Guiding choices

In the introduction, we have introduced the SLAP which is the grounding idea that guides us in our developments. In the below we put a list of various choices we have done so fare.

C/C++

Then C++ to stay close to C which is the language of operating systems, but also because we need object orientation (encapsulation, namespace, class, inheritance and virtuality) to help organize big software.

Compiled and run local

We promote a "compiled attitude" to stay close to the silicium and have effective apps. Our experience with environments promoting virtual machines (for interpreters or for operating systems (JVM, VirtualBox, Docker, etc)) or promoting "remote running", as the web, shows that we loose reactivity on interactive applications built/run in this way, something that degrades the user experience and we do not want that. We have now the material to cope with local graphics on effective devices close to people and we promote to run in this way. (For the moment we can run natively on the five today (2018) interactive platforms: macOS, Windows-10, Linux, iOS, Android and we are very happy of that).

Not a C++ extremist

We definitely do not jump to last brand new version of the C++ standard. As portability is an issue for us, we wait that a feature of the language (or a library) be firmly available on all our platforms before using it.

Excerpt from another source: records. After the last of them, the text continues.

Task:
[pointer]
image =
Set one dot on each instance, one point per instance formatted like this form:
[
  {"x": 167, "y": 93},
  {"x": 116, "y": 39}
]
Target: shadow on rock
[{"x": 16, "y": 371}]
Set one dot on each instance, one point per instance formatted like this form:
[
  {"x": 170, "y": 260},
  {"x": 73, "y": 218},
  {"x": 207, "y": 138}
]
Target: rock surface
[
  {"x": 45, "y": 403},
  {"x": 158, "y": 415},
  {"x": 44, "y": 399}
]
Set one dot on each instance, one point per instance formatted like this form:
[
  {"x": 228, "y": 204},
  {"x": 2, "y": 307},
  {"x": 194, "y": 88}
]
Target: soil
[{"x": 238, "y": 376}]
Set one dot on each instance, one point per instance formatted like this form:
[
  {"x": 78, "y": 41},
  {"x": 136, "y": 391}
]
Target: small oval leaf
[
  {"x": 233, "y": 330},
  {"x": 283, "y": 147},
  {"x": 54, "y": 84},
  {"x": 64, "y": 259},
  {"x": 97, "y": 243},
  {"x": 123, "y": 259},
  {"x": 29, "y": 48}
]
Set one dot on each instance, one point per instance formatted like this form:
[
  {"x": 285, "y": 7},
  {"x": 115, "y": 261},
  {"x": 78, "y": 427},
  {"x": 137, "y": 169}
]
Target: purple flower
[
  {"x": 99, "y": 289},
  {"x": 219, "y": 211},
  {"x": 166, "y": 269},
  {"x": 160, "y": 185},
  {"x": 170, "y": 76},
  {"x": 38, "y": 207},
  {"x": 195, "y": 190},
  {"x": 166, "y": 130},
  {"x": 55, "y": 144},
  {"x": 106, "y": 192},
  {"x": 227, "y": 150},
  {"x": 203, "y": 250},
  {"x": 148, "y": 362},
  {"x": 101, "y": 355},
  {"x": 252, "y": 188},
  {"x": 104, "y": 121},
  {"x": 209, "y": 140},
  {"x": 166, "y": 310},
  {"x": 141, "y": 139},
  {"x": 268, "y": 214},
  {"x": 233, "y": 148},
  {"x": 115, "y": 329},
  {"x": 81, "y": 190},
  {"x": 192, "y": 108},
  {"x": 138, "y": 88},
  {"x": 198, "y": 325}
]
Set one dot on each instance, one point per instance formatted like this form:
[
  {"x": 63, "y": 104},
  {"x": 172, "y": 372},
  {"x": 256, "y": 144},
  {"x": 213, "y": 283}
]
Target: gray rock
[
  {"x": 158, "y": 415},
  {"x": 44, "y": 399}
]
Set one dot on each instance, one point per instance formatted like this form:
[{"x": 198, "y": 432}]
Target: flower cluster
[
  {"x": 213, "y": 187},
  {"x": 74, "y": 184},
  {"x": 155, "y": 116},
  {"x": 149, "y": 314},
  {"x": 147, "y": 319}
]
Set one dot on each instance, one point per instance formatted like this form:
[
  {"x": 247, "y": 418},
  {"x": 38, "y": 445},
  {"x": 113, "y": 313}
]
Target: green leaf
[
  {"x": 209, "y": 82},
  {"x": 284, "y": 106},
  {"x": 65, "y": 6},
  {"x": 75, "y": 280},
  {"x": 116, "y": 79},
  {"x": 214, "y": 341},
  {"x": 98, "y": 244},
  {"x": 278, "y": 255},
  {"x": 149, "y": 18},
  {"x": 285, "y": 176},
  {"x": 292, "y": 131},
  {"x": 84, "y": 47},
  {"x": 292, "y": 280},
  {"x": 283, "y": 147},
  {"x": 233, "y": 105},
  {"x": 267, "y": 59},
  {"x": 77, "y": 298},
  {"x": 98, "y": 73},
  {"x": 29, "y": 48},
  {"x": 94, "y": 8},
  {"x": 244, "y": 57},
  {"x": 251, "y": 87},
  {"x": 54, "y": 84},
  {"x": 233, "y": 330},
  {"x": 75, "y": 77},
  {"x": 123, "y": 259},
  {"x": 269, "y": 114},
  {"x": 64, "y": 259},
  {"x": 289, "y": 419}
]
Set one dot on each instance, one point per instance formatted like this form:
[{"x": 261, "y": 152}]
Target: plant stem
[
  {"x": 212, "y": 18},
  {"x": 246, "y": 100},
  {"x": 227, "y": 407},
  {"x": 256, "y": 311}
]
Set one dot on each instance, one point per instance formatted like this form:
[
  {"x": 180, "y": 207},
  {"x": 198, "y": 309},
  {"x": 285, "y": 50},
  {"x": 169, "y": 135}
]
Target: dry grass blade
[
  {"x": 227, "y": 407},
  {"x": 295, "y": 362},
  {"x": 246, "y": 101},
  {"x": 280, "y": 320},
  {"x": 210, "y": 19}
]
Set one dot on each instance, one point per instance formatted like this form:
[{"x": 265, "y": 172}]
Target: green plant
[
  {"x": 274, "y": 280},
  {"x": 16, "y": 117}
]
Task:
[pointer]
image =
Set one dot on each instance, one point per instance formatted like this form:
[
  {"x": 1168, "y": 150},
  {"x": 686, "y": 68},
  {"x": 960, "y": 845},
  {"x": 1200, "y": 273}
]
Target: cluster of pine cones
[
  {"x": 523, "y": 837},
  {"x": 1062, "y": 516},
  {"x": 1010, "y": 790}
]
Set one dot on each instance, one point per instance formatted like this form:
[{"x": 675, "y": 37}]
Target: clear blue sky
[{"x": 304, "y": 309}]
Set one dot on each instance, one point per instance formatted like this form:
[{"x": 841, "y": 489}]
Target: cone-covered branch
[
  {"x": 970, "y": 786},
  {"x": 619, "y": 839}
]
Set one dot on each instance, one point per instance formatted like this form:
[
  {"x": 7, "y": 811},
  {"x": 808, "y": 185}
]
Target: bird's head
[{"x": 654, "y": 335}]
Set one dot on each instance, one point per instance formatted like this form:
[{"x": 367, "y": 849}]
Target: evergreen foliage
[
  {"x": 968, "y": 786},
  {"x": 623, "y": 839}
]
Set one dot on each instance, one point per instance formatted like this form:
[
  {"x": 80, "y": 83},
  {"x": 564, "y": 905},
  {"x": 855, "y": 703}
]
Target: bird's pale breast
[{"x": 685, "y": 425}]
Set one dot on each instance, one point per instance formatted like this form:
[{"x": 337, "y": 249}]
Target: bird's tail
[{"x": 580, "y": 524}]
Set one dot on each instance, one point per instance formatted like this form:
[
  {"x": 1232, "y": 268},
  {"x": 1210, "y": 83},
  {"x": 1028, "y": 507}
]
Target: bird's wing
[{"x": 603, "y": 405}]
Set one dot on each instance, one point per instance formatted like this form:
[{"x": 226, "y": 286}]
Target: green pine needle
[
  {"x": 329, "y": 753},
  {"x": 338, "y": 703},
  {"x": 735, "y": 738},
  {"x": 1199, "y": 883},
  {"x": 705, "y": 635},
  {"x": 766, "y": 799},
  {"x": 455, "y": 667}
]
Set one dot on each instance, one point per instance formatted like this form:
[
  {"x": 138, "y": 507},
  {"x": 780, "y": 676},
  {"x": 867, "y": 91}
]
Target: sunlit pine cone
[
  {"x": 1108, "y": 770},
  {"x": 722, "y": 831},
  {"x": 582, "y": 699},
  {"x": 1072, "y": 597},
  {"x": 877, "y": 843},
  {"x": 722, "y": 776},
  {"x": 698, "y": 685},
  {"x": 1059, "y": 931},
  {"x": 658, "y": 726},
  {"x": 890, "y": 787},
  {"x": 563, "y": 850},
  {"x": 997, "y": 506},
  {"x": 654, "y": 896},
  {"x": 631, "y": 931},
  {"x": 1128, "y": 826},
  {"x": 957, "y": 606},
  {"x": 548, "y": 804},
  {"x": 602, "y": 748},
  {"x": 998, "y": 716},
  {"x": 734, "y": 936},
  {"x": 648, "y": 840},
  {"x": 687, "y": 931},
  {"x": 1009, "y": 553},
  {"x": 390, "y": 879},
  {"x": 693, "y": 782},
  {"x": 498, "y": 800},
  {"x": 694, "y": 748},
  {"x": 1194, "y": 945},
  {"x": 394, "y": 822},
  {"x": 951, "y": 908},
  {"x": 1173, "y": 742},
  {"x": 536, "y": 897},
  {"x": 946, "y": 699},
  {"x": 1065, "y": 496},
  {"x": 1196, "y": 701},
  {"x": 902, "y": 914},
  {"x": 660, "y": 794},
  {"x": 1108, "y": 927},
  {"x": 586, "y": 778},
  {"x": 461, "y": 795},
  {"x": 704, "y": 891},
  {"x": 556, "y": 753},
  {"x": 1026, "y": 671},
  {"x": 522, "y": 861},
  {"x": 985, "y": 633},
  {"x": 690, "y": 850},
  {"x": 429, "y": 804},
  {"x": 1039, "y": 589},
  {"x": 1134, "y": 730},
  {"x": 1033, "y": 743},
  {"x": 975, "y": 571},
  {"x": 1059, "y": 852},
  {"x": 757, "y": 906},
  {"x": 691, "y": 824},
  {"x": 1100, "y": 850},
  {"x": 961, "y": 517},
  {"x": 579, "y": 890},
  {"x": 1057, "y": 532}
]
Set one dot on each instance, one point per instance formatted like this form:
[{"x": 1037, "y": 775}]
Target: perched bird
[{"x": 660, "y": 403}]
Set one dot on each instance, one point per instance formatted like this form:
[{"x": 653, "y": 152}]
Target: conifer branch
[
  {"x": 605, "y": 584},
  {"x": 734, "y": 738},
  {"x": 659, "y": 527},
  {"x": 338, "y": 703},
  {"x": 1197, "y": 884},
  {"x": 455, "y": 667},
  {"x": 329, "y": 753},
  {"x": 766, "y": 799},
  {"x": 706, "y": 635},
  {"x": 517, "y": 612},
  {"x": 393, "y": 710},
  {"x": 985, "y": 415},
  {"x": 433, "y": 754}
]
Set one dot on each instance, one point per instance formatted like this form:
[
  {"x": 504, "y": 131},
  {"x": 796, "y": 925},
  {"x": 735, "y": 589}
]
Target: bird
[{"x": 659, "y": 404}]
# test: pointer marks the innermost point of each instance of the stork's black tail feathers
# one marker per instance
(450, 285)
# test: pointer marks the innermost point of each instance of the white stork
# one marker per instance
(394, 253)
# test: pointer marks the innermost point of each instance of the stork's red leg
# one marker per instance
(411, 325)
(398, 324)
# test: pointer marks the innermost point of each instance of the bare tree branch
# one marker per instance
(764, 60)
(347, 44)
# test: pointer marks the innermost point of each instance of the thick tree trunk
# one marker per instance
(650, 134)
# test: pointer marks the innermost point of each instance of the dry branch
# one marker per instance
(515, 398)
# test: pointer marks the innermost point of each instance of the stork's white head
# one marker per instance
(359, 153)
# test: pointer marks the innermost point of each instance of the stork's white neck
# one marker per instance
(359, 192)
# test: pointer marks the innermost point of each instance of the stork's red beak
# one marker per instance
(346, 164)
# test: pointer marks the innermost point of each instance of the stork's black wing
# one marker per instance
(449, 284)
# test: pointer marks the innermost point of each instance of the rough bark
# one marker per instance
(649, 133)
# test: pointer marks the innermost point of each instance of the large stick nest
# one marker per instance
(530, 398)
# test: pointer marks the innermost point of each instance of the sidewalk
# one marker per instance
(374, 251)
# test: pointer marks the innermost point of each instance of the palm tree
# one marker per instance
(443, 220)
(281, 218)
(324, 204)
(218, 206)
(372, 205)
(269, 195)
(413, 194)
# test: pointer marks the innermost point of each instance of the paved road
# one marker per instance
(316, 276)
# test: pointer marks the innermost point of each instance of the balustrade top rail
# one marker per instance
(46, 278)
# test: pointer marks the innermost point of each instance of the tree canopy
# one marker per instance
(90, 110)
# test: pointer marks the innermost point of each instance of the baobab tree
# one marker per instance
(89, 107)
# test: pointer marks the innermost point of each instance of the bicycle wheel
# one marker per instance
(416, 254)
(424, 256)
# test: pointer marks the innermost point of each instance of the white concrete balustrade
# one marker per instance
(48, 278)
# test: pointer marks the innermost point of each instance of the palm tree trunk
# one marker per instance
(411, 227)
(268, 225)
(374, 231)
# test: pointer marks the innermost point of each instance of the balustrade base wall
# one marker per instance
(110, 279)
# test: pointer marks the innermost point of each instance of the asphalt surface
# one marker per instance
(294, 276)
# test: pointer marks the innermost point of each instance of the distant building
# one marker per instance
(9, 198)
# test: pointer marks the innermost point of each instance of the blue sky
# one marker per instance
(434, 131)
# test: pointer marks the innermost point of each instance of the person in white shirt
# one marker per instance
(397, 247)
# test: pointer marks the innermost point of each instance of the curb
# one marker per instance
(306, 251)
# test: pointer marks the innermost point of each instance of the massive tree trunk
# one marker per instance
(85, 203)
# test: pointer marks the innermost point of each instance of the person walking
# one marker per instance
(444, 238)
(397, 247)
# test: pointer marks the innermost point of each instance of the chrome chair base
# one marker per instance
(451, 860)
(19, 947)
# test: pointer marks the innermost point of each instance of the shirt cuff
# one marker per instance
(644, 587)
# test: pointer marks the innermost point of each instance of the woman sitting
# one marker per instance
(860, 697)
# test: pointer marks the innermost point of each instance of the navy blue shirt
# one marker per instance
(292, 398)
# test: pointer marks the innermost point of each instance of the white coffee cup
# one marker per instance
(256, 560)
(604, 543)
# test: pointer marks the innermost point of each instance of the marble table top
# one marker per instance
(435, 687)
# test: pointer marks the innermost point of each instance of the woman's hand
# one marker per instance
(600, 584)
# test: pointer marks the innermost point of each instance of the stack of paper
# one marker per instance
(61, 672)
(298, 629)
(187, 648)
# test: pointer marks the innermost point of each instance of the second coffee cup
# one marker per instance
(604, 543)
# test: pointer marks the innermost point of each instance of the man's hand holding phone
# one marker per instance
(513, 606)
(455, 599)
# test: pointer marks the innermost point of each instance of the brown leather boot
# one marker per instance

For the moment (2018), C++98 covers all our needs and we stick to it for the core (inlib/exlib) of our things. But our build system (bush) can cope with C++11, and we had been able to build and run the Geant4 related apps (g4view, g4exa, MEMPHYS_vis) with the Geant4-10.x serie that needs C++11, and this on all platforms. (But well, not sure that having "auto" everywhere is a great idea for readability...).

Pure header

As explained in the introduction.

Layered

Our classes are layered in the sense that there is no bidirectional relationships between them. In particular there is no forward declarations and there is no usage of the friend keyword. A class uses other classes but always in "one way only". In fact coding pure header compells more or less to do that and experience shows that it simplifies a lot the overall organization of the code and then the overall readability of it. (Technically, it pushes to scratch head to have the right set of base classes and/or interfaces; which is fine).

STL style

We have chosen the style of the STL because xxx_yyy is more readable than XxxYyy.

No writable statics

We have no writeable statics, it breaks multi-threading.

No configure and config.h

If you write ANSI C/C++ code you do not need "configure stuff". In inlib/exlib, there is no "configure" because there is no config.h to produce. Moreover the ourex logic, consisting in embarquing the needed "externals", bypasses the need for a tricky configure script.

No "source setup" for apps

When running an application (for example ioda on a laptop), you do not have to "source setup" a shell script to set, for example, some environment variables. We have arranged to avoid env variables, it complicates an installation. To run an application, you just launch the binary.

Build with Bourne shell scripts

When you think of it, a make system is not needed to "build for install" because, at installation, compilations are done once. Moreover (strong) experience showed us that at installation, in case of problems, it is more easy to deal with a "human readable" Bourne shell script than with various other third party tools (coming with their own scripting syntax). sh being introduced very early in any UNIX training, it is some kind of "universal" that we can assumed familiar to anyone attempting a "build from source". When developing, if you do a maximum of things "header only", a make logic is not really needed too. It is now since 2010 that we build with "sh only" (including on Windows) and we find that it simplifies a lot and then we stick to this choice for the moment.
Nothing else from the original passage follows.